An Elephant Sitting Still
Fragmentos de humanidad Por Damián Bender
En una de esas charlas largas que suelen darse entre películas en los festivales, uno de los derroteros surgidos fue la tendencia al cinismo de los directores europeos a la hora de hacer crítica social en sus películas. En algunos casos es cinismo y en otros una tendencia a manipular emocionalmente al espectador –piensen en los niños llorando para la cámara en Loveless (Nelyubov, Andrei Zvyagintsev, 2017)- para manifestar un punto, pero el asunto es el mismo: en esta suerte de “escuela post-Haneke” los directores mantienen una distancia importante sobre el tema de estudio, como titiriteros y analistas neutrales que leen la realidad y luego muestran sus conclusiones, salpicadas de ironía y comentarios mordaces. La prosa audiovisual de estos autores les permite estas libertades: en líneas generales no están exentos de talento. Sin embargo, en estos casos la crítica social representa más una fachada que un discurso real, la distancia con el discurso busca alzar el valor del individuo por encima de la temática y coronarlo como un mordaz vocero de la realidad, irreverente y políticamente incorrecto ante la audiencia. La tendencia a poner el ego del realizador por encima de la temática genera un cortocircuito por el que la denuncia brutal de la caída espiritual del hombre europeo –porque siempre es europeo- genera un poco de sorna.

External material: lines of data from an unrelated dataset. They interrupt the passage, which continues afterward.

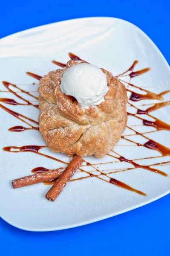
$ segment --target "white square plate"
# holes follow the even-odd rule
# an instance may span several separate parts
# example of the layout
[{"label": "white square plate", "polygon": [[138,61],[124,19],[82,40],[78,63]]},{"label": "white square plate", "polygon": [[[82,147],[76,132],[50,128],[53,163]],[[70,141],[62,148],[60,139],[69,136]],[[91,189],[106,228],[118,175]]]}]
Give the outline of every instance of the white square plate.
[{"label": "white square plate", "polygon": [[[133,77],[131,83],[157,93],[170,89],[169,67],[156,47],[138,27],[117,18],[78,19],[29,29],[0,40],[0,97],[12,99],[19,103],[26,104],[18,97],[8,92],[2,81],[17,84],[19,88],[27,91],[34,92],[30,93],[37,96],[36,91],[38,81],[27,76],[26,72],[43,76],[50,70],[56,69],[56,66],[52,62],[52,60],[66,63],[69,59],[68,53],[69,52],[109,70],[115,76],[127,70],[134,61],[138,60],[139,62],[134,71],[147,67],[151,69],[142,75]],[[128,76],[120,78],[125,81],[129,81]],[[33,83],[35,84],[33,85]],[[126,85],[129,90],[146,93],[127,84]],[[9,88],[15,91],[20,91],[13,87]],[[32,104],[36,104],[36,100],[32,97],[22,92],[17,93],[31,101]],[[130,96],[131,93],[129,91],[128,93]],[[135,102],[130,101],[129,102],[141,109],[146,109],[156,102],[170,100],[170,93],[167,93],[164,96],[164,99],[159,101],[146,99]],[[95,168],[105,174],[112,172],[108,175],[143,192],[147,195],[146,196],[114,186],[96,177],[69,182],[54,203],[45,199],[44,195],[49,186],[42,183],[14,190],[11,180],[30,175],[31,171],[35,167],[55,169],[66,166],[34,153],[15,153],[3,150],[2,148],[6,146],[19,147],[26,145],[44,145],[46,144],[37,131],[9,131],[8,129],[12,126],[30,126],[5,111],[2,106],[37,121],[38,109],[31,105],[10,105],[4,102],[0,103],[0,213],[3,218],[12,225],[32,231],[68,228],[130,210],[170,192],[168,177],[142,167],[134,168],[132,163],[120,162],[118,159],[121,155],[128,159],[133,160],[135,163],[140,165],[150,165],[151,168],[170,175],[170,150],[168,154],[167,150],[167,156],[163,157],[158,150],[141,145],[152,139],[168,147],[170,142],[170,129],[168,131],[167,127],[166,130],[157,131],[153,126],[142,125],[143,120],[138,116],[153,122],[156,119],[141,114],[135,116],[129,116],[128,126],[142,133],[152,132],[143,134],[145,138],[135,134],[133,130],[128,128],[124,133],[125,138],[138,143],[140,145],[138,146],[135,143],[121,139],[114,149],[116,153],[113,151],[110,153],[117,158],[109,155],[102,159],[94,157],[86,157],[86,161],[95,165],[82,168],[88,172],[93,171],[95,175],[98,174],[95,172]],[[150,115],[170,124],[169,103],[164,108],[150,112]],[[141,106],[146,104],[150,105]],[[136,109],[128,104],[127,111],[136,113]],[[69,161],[66,156],[54,153],[48,148],[41,149],[40,152],[66,163]],[[163,163],[158,164],[160,163]],[[100,164],[101,163],[105,163]],[[86,164],[85,162],[84,165]],[[121,171],[127,169],[125,171]],[[120,171],[117,172],[118,170]],[[74,178],[87,174],[79,172],[75,175]],[[109,179],[106,176],[102,177],[107,180]]]}]

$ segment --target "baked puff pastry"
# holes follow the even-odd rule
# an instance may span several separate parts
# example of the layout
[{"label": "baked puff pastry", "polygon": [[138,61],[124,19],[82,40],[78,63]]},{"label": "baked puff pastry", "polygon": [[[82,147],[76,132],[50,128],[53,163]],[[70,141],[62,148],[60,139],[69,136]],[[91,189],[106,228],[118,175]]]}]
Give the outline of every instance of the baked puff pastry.
[{"label": "baked puff pastry", "polygon": [[81,108],[76,99],[63,94],[60,88],[66,71],[80,63],[69,60],[65,67],[51,71],[40,79],[40,131],[54,152],[101,158],[113,148],[125,129],[127,92],[117,78],[101,69],[108,87],[104,101],[88,109]]}]

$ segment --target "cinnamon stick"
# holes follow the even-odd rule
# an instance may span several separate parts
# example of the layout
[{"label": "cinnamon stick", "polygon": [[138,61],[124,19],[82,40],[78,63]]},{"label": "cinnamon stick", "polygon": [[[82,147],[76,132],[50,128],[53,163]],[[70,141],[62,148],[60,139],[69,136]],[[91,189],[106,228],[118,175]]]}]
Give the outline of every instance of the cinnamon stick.
[{"label": "cinnamon stick", "polygon": [[19,178],[12,180],[14,189],[20,188],[26,186],[37,184],[40,182],[47,181],[59,177],[61,173],[59,169],[43,172],[40,173],[33,174],[28,176]]},{"label": "cinnamon stick", "polygon": [[67,183],[73,176],[83,162],[81,157],[75,155],[65,171],[46,195],[48,200],[54,202]]}]

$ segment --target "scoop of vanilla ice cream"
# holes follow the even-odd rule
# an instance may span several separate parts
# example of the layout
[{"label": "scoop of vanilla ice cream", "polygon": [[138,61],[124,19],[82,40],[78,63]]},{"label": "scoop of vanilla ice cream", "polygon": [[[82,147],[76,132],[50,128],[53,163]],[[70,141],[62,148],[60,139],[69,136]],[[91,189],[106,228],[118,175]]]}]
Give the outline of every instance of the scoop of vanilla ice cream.
[{"label": "scoop of vanilla ice cream", "polygon": [[63,93],[75,98],[78,104],[85,108],[104,101],[108,90],[104,73],[97,67],[88,63],[72,66],[65,72],[61,80]]}]

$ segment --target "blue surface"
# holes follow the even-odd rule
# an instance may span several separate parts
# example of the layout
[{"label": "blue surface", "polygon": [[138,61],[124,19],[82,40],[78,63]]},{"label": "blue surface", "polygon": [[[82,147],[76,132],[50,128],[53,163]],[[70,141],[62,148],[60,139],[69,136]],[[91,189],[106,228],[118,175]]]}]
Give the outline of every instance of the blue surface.
[{"label": "blue surface", "polygon": [[[115,17],[128,20],[141,29],[170,63],[168,0],[158,3],[149,0],[101,3],[89,0],[35,0],[23,1],[20,4],[17,2],[9,0],[1,3],[0,38],[66,19]],[[169,256],[170,201],[169,195],[147,206],[104,221],[51,232],[23,231],[0,219],[0,254]]]}]

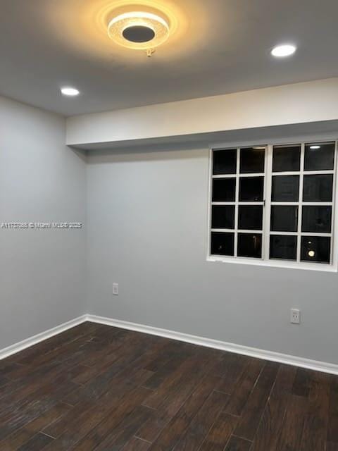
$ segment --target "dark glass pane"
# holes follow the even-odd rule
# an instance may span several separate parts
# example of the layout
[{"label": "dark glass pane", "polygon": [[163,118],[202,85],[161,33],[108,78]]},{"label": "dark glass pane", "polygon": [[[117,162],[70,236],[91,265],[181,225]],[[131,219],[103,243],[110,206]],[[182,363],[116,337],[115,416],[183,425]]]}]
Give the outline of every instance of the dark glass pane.
[{"label": "dark glass pane", "polygon": [[274,175],[272,200],[275,202],[296,202],[299,200],[299,175]]},{"label": "dark glass pane", "polygon": [[301,221],[302,232],[330,233],[331,232],[330,206],[304,205]]},{"label": "dark glass pane", "polygon": [[241,177],[239,179],[239,202],[257,202],[263,201],[264,192],[263,177]]},{"label": "dark glass pane", "polygon": [[260,233],[238,234],[238,257],[261,259],[262,257],[262,235]]},{"label": "dark glass pane", "polygon": [[271,230],[273,232],[296,232],[298,206],[271,206]]},{"label": "dark glass pane", "polygon": [[304,202],[331,202],[333,175],[304,175],[303,200]]},{"label": "dark glass pane", "polygon": [[234,234],[226,232],[211,233],[212,255],[234,255]]},{"label": "dark glass pane", "polygon": [[237,151],[236,149],[231,150],[214,150],[213,174],[235,174]]},{"label": "dark glass pane", "polygon": [[247,147],[241,149],[240,172],[242,173],[264,172],[264,149]]},{"label": "dark glass pane", "polygon": [[330,247],[329,237],[302,237],[301,260],[330,263]]},{"label": "dark glass pane", "polygon": [[270,237],[270,258],[296,260],[297,237],[272,235]]},{"label": "dark glass pane", "polygon": [[305,146],[305,171],[332,170],[334,161],[334,142],[307,144]]},{"label": "dark glass pane", "polygon": [[234,228],[234,206],[213,205],[211,215],[212,228]]},{"label": "dark glass pane", "polygon": [[236,195],[236,178],[213,179],[213,202],[234,202]]},{"label": "dark glass pane", "polygon": [[239,206],[238,211],[238,228],[261,230],[263,226],[263,206]]},{"label": "dark glass pane", "polygon": [[273,171],[299,171],[301,146],[283,146],[273,148]]}]

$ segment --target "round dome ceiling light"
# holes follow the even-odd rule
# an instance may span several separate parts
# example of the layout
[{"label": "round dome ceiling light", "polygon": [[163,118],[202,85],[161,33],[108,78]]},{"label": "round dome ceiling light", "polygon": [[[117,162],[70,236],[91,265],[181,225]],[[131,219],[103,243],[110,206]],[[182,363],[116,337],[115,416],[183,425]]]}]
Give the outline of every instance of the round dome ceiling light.
[{"label": "round dome ceiling light", "polygon": [[285,44],[274,47],[271,51],[271,54],[276,58],[284,58],[285,56],[290,56],[294,54],[296,50],[296,48],[294,45]]},{"label": "round dome ceiling light", "polygon": [[125,13],[111,19],[108,34],[116,44],[134,50],[145,50],[148,56],[151,56],[155,48],[168,39],[169,24],[153,13]]}]

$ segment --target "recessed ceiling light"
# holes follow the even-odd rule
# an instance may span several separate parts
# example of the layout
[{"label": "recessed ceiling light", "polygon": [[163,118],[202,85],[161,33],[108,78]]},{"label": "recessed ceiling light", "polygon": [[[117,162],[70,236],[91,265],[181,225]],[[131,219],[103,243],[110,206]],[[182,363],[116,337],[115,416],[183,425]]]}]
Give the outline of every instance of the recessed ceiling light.
[{"label": "recessed ceiling light", "polygon": [[75,87],[70,87],[70,86],[65,86],[64,87],[61,87],[61,92],[64,96],[68,96],[71,97],[78,96],[80,94],[80,91],[78,89]]},{"label": "recessed ceiling light", "polygon": [[149,56],[169,37],[169,23],[153,13],[134,11],[114,17],[108,34],[116,44],[128,49],[145,50]]},{"label": "recessed ceiling light", "polygon": [[276,58],[283,58],[284,56],[289,56],[296,51],[296,47],[290,44],[284,44],[283,45],[277,45],[271,51],[271,54]]}]

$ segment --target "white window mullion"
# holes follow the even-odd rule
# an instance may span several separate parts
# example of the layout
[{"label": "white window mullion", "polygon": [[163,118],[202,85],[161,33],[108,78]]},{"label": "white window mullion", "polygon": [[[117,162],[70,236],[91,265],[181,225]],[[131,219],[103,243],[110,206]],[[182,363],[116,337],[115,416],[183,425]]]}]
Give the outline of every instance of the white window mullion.
[{"label": "white window mullion", "polygon": [[268,260],[270,257],[270,224],[271,216],[271,192],[273,183],[273,146],[268,146],[265,152],[265,192],[264,197],[265,206],[263,234],[264,240],[263,259]]},{"label": "white window mullion", "polygon": [[337,249],[337,246],[335,245],[335,241],[337,240],[336,233],[337,232],[337,228],[338,224],[337,218],[336,218],[336,215],[338,213],[336,209],[336,202],[337,202],[337,190],[338,188],[337,182],[337,168],[338,166],[338,162],[337,161],[338,154],[338,141],[336,141],[334,146],[334,163],[333,166],[333,185],[332,185],[332,208],[331,211],[331,248],[330,248],[330,262],[331,264],[336,264],[337,259],[337,252],[338,249]]},{"label": "white window mullion", "polygon": [[297,261],[301,261],[301,218],[303,210],[303,186],[304,180],[304,155],[305,144],[301,144],[301,171],[299,174],[299,207],[298,207],[298,230],[297,230]]},{"label": "white window mullion", "polygon": [[239,147],[237,149],[237,164],[236,164],[236,197],[235,197],[235,207],[234,207],[234,255],[237,257],[237,243],[238,243],[238,202],[239,201],[239,163],[240,163],[240,152],[241,149]]}]

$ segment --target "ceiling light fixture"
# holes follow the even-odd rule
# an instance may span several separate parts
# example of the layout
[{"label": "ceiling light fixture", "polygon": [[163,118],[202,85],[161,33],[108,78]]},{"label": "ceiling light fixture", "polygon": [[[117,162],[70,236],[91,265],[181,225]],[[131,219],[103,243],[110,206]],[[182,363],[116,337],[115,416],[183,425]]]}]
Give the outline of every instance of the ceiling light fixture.
[{"label": "ceiling light fixture", "polygon": [[169,37],[169,24],[153,13],[134,11],[114,17],[108,25],[108,34],[116,44],[128,49],[144,50],[151,56],[155,48]]},{"label": "ceiling light fixture", "polygon": [[284,56],[290,56],[296,51],[296,46],[290,44],[284,44],[278,45],[273,49],[271,54],[276,58],[284,58]]},{"label": "ceiling light fixture", "polygon": [[78,89],[75,87],[70,87],[70,86],[61,87],[61,91],[64,96],[68,96],[70,97],[78,96],[80,94],[80,91]]}]

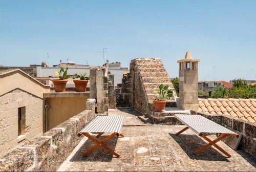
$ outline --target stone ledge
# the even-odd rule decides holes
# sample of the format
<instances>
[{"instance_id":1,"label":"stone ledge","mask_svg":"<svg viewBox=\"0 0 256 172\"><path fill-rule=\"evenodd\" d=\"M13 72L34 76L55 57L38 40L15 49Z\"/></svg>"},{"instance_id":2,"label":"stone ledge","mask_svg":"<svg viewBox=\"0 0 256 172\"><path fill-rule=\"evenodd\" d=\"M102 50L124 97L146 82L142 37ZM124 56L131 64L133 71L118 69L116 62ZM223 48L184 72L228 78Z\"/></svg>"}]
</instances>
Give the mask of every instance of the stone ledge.
<instances>
[{"instance_id":1,"label":"stone ledge","mask_svg":"<svg viewBox=\"0 0 256 172\"><path fill-rule=\"evenodd\" d=\"M44 93L43 96L44 98L90 97L90 92L66 92L62 93L52 92L50 93Z\"/></svg>"},{"instance_id":2,"label":"stone ledge","mask_svg":"<svg viewBox=\"0 0 256 172\"><path fill-rule=\"evenodd\" d=\"M0 159L1 171L55 171L81 140L77 133L95 117L95 100L89 109L14 149Z\"/></svg>"}]
</instances>

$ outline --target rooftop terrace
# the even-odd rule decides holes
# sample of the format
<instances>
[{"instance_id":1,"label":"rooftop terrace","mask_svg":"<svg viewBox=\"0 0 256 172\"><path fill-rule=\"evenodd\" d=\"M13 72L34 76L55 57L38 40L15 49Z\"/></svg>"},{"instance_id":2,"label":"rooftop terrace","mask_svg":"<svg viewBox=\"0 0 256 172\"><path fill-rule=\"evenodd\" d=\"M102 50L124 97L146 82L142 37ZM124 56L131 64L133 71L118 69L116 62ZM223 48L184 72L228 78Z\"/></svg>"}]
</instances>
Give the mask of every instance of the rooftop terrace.
<instances>
[{"instance_id":1,"label":"rooftop terrace","mask_svg":"<svg viewBox=\"0 0 256 172\"><path fill-rule=\"evenodd\" d=\"M109 111L123 114L123 138L115 137L106 145L119 154L115 158L99 148L87 157L82 153L94 145L83 138L59 171L256 171L256 161L243 150L234 150L223 142L217 143L231 155L226 158L213 147L195 156L193 152L206 142L188 130L175 133L184 125L144 124L137 114L124 109ZM101 136L104 138L106 135ZM215 135L208 136L214 139Z\"/></svg>"}]
</instances>

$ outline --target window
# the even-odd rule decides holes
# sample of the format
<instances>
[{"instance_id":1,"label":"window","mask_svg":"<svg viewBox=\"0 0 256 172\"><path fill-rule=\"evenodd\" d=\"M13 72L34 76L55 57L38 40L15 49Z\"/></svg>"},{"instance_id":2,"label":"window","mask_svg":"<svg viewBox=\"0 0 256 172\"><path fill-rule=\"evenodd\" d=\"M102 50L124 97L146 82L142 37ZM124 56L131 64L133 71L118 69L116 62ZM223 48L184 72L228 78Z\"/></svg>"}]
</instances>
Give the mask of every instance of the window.
<instances>
[{"instance_id":1,"label":"window","mask_svg":"<svg viewBox=\"0 0 256 172\"><path fill-rule=\"evenodd\" d=\"M190 69L190 62L187 62L186 66L187 69Z\"/></svg>"},{"instance_id":2,"label":"window","mask_svg":"<svg viewBox=\"0 0 256 172\"><path fill-rule=\"evenodd\" d=\"M18 109L18 136L25 133L26 127L26 109L25 107Z\"/></svg>"}]
</instances>

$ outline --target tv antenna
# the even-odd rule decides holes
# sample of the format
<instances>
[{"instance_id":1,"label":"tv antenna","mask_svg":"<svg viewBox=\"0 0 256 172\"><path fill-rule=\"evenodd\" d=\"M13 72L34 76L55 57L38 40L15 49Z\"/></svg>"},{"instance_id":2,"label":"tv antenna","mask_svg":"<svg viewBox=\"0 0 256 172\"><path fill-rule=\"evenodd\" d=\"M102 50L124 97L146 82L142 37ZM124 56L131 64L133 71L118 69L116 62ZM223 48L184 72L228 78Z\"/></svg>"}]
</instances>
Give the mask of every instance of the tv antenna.
<instances>
[{"instance_id":1,"label":"tv antenna","mask_svg":"<svg viewBox=\"0 0 256 172\"><path fill-rule=\"evenodd\" d=\"M108 49L107 48L103 49L102 51L99 51L99 52L101 52L103 53L103 61L104 62L104 63L105 63L105 58L104 57L104 53L106 52L106 51L105 51L105 50L106 50L106 49Z\"/></svg>"},{"instance_id":2,"label":"tv antenna","mask_svg":"<svg viewBox=\"0 0 256 172\"><path fill-rule=\"evenodd\" d=\"M49 54L47 53L47 64L49 66Z\"/></svg>"}]
</instances>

Es probable que el hecho de no haber puesto siquiera un pie en territorio europeo o no pertenecer ni empatizar con los sectores de la alta burguesía tengan un poco que ver con mi posición sobre este tipo de películas. Sin embargo, una obra como El diablo, probablemente (Le diable, probablement, Robert Bresson, 1977) fue capaz de mantener la distancia sobre su tema de estudio y analizar desde un punto de vista intelectual –muy “francés”- el vacío espiritual de la juventud. Lo que distingue a Bresson es su manera de representar ese vacío, que se percibe en cada silencio entre los secos pasos de los protagonistas y en personajes complejos que se niegan a ser caracterizados con facilidad. Estos caracterizan más a una juventud de clase media y culta, pero la clave es la implicación del director en el relato. A pesar de la distancia impuesta por sí mismo y por la brecha generacional, a Bresson le importan sus protagonistas y lo que representan. La preocupación es genuina. En el caso de Hu Bo, director de 29 años radicado en China, la preocupación no es sólo genuina sino que es profundamente personal.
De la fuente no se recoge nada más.